Would Anonymous Functions Help in Learning Programming/Python?
seanttierney at gmail.com
Sat Sep 22 01:47:17 CEST 2007
Just tell him that "functions are like all other variables and can
therefore be passed by other functions or returned by other functions.
If your friend understands variables and functions and he can't make
the "leap" (and assuming you're right, of course) then your friend
doesn't understand variables and functions.
On 9/21/07, Cristian <super.sgt.pepper at gmail.com> wrote:
> On Sep 21, 3:44 pm, Ron Adam <r... at ronadam.com> wrote:
> > I think key may be to discuss names and name binding with your friend. How
> > a name is not the object it self, like a variable is in other languages.
> > For example show him how an object can have more than one name.
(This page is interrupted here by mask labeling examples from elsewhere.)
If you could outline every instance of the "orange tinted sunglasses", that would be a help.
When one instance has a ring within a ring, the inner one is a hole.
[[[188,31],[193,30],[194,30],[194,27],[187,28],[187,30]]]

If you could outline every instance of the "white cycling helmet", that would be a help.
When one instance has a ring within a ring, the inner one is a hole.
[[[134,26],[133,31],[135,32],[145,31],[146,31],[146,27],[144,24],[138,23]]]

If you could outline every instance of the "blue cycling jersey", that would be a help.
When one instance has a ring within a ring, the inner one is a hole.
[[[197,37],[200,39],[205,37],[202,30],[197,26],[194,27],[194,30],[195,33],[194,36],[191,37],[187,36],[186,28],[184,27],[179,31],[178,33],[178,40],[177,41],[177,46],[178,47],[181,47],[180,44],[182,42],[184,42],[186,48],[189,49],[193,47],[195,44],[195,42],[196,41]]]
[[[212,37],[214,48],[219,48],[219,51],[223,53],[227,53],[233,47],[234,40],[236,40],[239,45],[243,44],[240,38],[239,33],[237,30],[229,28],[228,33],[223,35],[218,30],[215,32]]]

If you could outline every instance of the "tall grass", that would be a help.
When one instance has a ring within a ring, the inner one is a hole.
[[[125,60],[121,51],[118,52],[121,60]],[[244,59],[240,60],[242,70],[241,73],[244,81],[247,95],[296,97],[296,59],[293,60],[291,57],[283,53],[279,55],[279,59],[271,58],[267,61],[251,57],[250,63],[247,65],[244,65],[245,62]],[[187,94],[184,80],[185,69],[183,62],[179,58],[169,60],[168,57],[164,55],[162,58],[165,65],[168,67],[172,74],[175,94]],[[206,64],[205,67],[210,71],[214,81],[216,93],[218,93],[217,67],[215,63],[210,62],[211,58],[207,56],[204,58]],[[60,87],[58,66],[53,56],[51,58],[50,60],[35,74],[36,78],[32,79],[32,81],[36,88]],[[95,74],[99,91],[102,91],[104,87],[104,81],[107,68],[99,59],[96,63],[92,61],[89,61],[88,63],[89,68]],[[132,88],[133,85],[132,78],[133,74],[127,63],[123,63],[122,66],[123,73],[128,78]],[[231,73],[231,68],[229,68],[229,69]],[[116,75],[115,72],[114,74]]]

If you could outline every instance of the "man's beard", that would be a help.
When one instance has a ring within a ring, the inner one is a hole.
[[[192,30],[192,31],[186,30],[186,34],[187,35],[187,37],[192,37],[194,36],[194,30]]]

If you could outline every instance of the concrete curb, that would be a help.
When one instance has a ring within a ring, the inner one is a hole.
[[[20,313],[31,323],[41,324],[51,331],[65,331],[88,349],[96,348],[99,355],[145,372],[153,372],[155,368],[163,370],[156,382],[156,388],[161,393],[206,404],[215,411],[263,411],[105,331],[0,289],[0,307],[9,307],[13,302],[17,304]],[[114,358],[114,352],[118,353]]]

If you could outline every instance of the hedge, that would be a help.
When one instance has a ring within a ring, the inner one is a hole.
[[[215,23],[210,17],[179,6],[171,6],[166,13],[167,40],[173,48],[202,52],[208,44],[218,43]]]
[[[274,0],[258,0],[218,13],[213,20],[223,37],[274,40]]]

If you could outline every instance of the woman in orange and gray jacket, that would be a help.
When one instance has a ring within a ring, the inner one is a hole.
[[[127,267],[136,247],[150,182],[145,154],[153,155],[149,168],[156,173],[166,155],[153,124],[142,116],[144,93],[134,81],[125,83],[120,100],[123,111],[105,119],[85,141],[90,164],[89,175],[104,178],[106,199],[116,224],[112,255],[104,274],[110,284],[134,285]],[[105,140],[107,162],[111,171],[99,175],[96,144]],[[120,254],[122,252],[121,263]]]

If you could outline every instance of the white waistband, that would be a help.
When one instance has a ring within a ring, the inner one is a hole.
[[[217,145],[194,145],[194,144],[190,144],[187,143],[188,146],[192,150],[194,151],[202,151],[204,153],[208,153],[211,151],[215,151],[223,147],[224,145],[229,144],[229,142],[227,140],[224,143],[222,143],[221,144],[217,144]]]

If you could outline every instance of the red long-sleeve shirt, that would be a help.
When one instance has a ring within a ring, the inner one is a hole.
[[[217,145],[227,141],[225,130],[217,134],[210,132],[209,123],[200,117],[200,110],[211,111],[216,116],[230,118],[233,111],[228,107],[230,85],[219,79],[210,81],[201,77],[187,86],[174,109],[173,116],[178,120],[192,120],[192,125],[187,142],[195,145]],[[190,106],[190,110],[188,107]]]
And discus
> > how names can be bound to nearly anything, including classes and functions.
> I could discuss name binding but it would be great if Python said this
> itself. After all, you can even bind a module with the foo = bar
> syntax by using __import__ function. If function definitions followed
> the same pattern, I think a beginner would subconsciously (maybe even
> consciously) realize that function names are just like everything
> else. Actually, this would be helpful for many people. If you come
> from a language like Java you're used to thinking of attributes and
> methods as living in different namespaces. I think a new syntax will
> encourage seasoned programmers think in a more Pythonic way.
> Python has done a very good job in easing people into programming. My
> friend doesn't come to me very often because the syntax is clear and
> simple and the builtin datatypes allow you to do so much. My goal is
> that I would never have to explain to him about name binding; that
> he'd pick it up by learning the language on his own. He's learned
> lists, dictionaries and even some OOP without me. I don't think name
> binding would be a stretch.
> > You could also discus factory functions with him. Once he gets that a
> > function can return another function, then it won't be so much of a leap
> > for a function to take a function as an argument.
> I think this isn't the most intuitive way of approaching first order
> functions. It's true that if a function can return another function
> then a function must be first order (i.e., it's just like any other
> variable), but that seems almost backwards to me. I think it would
> make more sense to have beginners _know_ that functions are like all
> other variables and can therefore be passed by other functions or
> returned by other functions. That I think would be better accomplished
> if they define functions the same way you would define other variables
> that you know can be passed and returned.